L'actualité du livre
Littératureet Littérature Américaine  

True Grit
de Charles Portis
Serpent à plumes 2011 /  20 €- 131  ffr. / 232 pages
ISBN : 978-2-268-07057-5
FORMAT : 11,9cm x 20,7cm

Traduction de John Doucette

Western biblique, polar social

A la fin de sa vie, une femme, Mattie Ross, raconte un épisode de sa jeunesse qui l’a marquée durablement. Lorsqu’elle avait 14 ans, son père a été assassiné par un de ses saisonniers, Tom Chaney, qui prit la fuite avec ses chevaux et ses pièces d’or. D’un caractère déterminé, Mattie entreprend de venger son père et malgré son jeune âge arrive à décider Rooster Cogburn, un marshall alcoolique et violent, à l’aider. Elle croise également un Texas ranger nommé «Laboeuf» et intéressé lui aussi par l’idée, la capture de Chaney devant rapporter une prime conséquente. Et le trio improbable de se lancer sur les traces de cet homme dangereux, dans l’Ouest américain du XIXe siècle. Le tout donne un roman policier inhabituel.

Nos trois compagnons connaissent des mésaventures quelquefois cocasses, souvent périlleuses, parfois dramatiques, toujours dures, au milieu d’un environnement inhospitalier, hivernal donc glacial, racontées par Mattie dont on ne découvre qu’à la fin qu’il s’agit d’une vieille femme. Et c’est l’un des premiers étonnements du livre : l’écriture de cette fillette et son raisonnement, qui ne correspondent pas à son âge - ce qui ne gêne en rien la lecture -, apportent au contraire un éclairage curieux sur les rapports adultes-adolescents dans cet univers difficile où la survie seule compte.

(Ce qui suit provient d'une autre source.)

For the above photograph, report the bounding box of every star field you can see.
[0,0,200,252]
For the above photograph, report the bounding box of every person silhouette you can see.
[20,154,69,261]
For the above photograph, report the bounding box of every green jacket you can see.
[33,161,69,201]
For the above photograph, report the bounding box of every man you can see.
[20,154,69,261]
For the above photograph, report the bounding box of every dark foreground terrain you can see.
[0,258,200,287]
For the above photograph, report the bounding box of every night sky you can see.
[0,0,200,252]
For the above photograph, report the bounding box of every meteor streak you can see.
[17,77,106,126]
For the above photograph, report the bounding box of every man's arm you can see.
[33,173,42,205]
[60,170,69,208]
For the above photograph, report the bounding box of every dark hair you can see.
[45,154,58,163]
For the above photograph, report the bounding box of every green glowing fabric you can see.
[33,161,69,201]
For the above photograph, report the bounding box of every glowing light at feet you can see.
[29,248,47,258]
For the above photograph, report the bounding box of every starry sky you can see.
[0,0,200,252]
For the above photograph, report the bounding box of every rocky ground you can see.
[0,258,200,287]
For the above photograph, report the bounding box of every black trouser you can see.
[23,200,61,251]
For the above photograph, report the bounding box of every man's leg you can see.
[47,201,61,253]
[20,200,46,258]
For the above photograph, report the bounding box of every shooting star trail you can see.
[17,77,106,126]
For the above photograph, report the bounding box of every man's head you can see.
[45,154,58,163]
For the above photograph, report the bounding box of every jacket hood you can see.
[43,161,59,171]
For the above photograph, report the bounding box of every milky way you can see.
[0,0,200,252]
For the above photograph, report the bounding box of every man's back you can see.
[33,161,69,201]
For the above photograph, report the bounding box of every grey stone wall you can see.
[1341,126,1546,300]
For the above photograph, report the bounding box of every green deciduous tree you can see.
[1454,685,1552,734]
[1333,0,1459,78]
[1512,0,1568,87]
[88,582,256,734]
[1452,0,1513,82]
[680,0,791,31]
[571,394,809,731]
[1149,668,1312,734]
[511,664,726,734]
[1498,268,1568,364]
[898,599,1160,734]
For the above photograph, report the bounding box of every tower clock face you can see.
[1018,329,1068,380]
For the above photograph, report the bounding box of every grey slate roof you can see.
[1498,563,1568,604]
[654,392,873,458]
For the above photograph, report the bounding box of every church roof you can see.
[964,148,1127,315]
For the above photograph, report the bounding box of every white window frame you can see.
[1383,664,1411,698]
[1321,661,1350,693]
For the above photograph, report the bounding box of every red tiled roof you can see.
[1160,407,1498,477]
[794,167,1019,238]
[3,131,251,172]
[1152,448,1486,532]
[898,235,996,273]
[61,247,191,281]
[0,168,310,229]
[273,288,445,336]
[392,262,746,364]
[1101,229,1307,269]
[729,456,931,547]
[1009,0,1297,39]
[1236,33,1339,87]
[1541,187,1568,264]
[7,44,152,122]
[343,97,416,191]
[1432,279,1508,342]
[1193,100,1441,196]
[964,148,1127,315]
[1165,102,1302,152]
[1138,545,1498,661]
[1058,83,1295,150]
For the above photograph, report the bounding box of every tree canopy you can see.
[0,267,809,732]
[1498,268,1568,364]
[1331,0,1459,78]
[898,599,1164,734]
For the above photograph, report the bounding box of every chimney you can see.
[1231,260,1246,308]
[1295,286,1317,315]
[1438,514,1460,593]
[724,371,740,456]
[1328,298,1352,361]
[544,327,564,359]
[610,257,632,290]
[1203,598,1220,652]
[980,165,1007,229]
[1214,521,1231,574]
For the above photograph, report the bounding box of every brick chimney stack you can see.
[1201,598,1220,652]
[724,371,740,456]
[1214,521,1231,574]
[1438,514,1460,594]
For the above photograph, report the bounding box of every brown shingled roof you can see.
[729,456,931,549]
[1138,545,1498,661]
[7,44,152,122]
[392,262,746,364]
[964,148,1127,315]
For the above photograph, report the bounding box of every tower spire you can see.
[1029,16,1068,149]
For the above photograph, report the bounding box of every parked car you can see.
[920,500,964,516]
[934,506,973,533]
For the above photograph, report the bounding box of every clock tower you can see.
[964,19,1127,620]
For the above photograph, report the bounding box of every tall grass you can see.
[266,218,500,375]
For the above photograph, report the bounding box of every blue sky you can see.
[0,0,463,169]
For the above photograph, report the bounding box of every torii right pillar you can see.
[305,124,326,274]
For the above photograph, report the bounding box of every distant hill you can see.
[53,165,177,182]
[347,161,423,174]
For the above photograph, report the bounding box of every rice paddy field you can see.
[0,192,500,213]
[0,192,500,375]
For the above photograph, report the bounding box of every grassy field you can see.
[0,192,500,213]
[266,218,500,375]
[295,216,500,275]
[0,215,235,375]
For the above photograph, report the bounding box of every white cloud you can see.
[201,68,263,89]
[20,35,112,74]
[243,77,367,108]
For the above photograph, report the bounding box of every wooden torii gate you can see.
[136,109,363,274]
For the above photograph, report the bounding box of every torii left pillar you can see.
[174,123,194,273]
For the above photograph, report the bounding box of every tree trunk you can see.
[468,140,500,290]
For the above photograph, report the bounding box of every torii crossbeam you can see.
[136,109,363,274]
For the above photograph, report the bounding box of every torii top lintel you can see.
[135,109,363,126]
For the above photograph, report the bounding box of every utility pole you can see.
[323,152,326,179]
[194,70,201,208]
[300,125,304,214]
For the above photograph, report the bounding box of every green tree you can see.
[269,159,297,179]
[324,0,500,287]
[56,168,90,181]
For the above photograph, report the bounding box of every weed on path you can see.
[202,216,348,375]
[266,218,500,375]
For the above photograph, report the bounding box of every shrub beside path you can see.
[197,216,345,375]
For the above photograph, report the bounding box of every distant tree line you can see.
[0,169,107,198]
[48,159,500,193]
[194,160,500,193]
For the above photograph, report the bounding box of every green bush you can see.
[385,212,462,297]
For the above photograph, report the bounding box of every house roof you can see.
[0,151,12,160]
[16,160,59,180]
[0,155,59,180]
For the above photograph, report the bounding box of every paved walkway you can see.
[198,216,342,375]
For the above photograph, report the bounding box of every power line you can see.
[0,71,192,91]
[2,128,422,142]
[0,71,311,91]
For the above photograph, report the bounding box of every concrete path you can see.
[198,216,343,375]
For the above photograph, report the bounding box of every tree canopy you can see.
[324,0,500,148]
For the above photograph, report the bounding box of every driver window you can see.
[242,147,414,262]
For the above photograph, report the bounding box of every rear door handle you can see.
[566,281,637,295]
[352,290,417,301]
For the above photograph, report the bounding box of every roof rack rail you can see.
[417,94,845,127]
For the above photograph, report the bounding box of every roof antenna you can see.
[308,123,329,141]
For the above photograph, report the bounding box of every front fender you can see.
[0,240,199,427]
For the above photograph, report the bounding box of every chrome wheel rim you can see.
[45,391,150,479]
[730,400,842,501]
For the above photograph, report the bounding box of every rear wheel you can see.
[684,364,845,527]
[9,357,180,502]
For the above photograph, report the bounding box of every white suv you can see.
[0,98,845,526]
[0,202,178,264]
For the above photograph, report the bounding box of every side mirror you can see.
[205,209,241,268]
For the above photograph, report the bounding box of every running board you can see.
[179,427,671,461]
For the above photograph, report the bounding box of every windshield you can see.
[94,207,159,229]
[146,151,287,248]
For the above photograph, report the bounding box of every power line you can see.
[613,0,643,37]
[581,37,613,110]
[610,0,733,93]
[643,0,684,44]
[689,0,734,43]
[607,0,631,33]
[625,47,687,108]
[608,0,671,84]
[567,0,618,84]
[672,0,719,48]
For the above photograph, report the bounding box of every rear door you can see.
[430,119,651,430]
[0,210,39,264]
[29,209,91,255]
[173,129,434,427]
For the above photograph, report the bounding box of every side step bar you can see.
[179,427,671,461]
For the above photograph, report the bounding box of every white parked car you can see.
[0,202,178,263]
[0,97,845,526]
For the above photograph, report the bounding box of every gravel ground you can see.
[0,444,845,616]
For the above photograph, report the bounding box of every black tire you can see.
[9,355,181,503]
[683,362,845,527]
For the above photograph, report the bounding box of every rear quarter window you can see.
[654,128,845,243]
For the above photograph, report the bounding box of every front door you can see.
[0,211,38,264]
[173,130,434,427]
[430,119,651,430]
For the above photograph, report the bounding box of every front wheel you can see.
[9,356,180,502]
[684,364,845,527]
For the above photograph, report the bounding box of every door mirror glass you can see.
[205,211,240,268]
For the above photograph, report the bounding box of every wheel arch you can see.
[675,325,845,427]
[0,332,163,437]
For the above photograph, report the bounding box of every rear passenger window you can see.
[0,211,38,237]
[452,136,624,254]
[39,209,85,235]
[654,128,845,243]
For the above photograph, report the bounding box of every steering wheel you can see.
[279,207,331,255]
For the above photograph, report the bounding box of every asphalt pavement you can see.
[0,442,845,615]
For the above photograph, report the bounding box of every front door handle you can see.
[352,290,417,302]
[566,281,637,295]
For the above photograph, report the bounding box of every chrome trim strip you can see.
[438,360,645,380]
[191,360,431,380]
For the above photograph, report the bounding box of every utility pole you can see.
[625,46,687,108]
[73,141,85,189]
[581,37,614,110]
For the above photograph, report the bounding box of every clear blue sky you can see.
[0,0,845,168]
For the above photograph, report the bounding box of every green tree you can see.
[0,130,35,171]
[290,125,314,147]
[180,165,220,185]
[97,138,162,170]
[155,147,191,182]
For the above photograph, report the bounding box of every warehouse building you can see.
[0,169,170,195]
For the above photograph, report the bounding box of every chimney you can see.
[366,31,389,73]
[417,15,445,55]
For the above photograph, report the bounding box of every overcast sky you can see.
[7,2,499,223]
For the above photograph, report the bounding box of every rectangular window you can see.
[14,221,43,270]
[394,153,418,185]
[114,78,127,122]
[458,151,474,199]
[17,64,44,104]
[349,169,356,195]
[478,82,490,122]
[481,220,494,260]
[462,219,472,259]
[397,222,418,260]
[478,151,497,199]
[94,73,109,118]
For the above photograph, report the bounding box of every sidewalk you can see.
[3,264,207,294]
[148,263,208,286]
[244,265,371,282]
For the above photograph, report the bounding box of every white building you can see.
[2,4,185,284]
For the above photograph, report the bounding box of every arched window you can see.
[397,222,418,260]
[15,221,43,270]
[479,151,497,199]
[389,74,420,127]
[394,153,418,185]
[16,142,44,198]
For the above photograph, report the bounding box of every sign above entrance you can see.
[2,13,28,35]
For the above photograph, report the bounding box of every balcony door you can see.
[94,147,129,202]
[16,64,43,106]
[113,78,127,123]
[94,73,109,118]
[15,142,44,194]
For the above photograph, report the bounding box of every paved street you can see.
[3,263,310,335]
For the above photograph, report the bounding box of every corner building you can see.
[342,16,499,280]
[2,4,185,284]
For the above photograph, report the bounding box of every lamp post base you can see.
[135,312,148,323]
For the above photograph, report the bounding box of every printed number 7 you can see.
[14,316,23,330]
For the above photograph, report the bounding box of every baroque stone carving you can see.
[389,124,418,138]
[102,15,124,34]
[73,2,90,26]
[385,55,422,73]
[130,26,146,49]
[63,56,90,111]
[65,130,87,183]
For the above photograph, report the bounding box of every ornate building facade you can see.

La deuxième curiosité, c’est le style à la fois satirique, réaliste et biblique de Charles Portis. Issu d’une famille de pasteur, il émaille son discours de sentences ou citations religieuses appropriées, il apporte des précisions intéressantes sur la vie dans ce contexte «western» si particulier, il ne recule devant aucun détail insoutenable pour décrire l’indescriptible et, en même temps, il manie l’humour et le détachement devant des situations visiblement désespérées. Sa grande habitude de journaliste écrivant des feuilletons (ses deux romans adaptés au cinéma ont été connus ainsi) sait nous accrocher et nous faire tourner les pages sans interruption.

Cette histoire d’enfance perdue, puisque Mattie passe en quelques semaines de ses 14 ans à un âge adulte définitivement imprégné d’aventures indélébiles, ne nous laisse pas indifférent. Il y a dans ce récit de fin de vie quelque chose de poignant, le sentiment d’avoir échappé à l’enfer, d’y avoir laissé l’essentiel de l’innocence et d’en avoir conservé une grande désillusion.

Un grand livre dont on comprend qu’il ait fait envie à plusieurs cinéastes.